Throughout the Negev, tens of thousands of regular and reserve soldiers also waited with growing trepidation for the government to decide whether they were going into the Strip or not.

On the sixth day of Operation Pillar of Defense, answers have yet to be given. The reports from Cairo are relatively optimistic, but partial. Apparently some progress has been made. UN Secretary General Ban Ki-moon's visit to the region may help to achieve further restraint, beyond the time limit set by Israel.

The mediators' goal is to reach a general cease-fire agreement first and discuss more detailed terms later. If no agreement is made, Israel is threatening a ground invasion into Gaza within a day or two.

The relatively good news Monday was the reduction in rocket fire to the south for the second day running. This could reflect the growing difficulty experienced by the Palestinian factions in launching rockets systematically, due to Israeli air strikes on their launching teams. Many of the rockets being launched now have a range of less than 20 kilometers.

IDF officers now assume the Palestinians have lost at least a third of their 40-kilometer-range rockets, after most of their 75-kilometer rockets had already been destroyed. Despite this, Monday evening rocket fire increased, shortly after a senior Islamic Jihad official was assassinated.

As part of its threat on Gaza, the IDF Monday released pictures of Chief of Staff Benny Gantz visiting the training units in the south. A senior officer told reporters the forces are ready for action.

When the offensive ends there will be time to find out exactly how this operation blew up into the devastating war machine with which the government is now threatening the other side. However, the mass of forces captured on camera is an important element of the psychological pressure on Hamas. There is still time to decide on a limited move of sending only the best-trained forces into Gaza.

But the long wait goes against one of the most significant lessons the IDF learned in the Second Lebanon War in 2006. Senior officers stressed the importance of shortening the round of fighting. Waiting around is to be avoided. Once you decide on an operation, you need an intense show of power followed by continuous action.

This time around, the IDF predicted that prolonging the waiting without achieving the desired goals would lead to international pressure on Israel. And on top of that, since the terror organizations are not partner to a written agreement, an arrangement at the end of the fighting would be indirect and unofficial, with the deterrence element especially important.

But what is happening on the border of the Gaza Strip now is the opposite of that: Israel is returning to the waiting periods of the Second Lebanon War. The waiting seems to be undermining the operation's achievements.
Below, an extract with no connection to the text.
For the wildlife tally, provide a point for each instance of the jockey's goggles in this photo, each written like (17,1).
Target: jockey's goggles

The IDF says all the right things between wars, but when the next round comes, it finds the other players - Hamas and, no less, the Israeli government - aren't willing to stick to the script.

The political hesitation is based on the fear of fatalities. The leaders' nightmare is that the victorious picture of the assassination of Hamas' military chief Ahmed Jabari will be replaced by a series of military funerals in Israel. At present, the government is undecided.

Israel is not thinking of reoccupying the Gaza Strip. Its leaders are talking about smaller moves that would seem to make Hamas pay a higher price. But every day of waiting for news from Cairo could weaken what Israel achieved at the beginning of the operation and increase the risk of a disaster in which innocent people are hurt.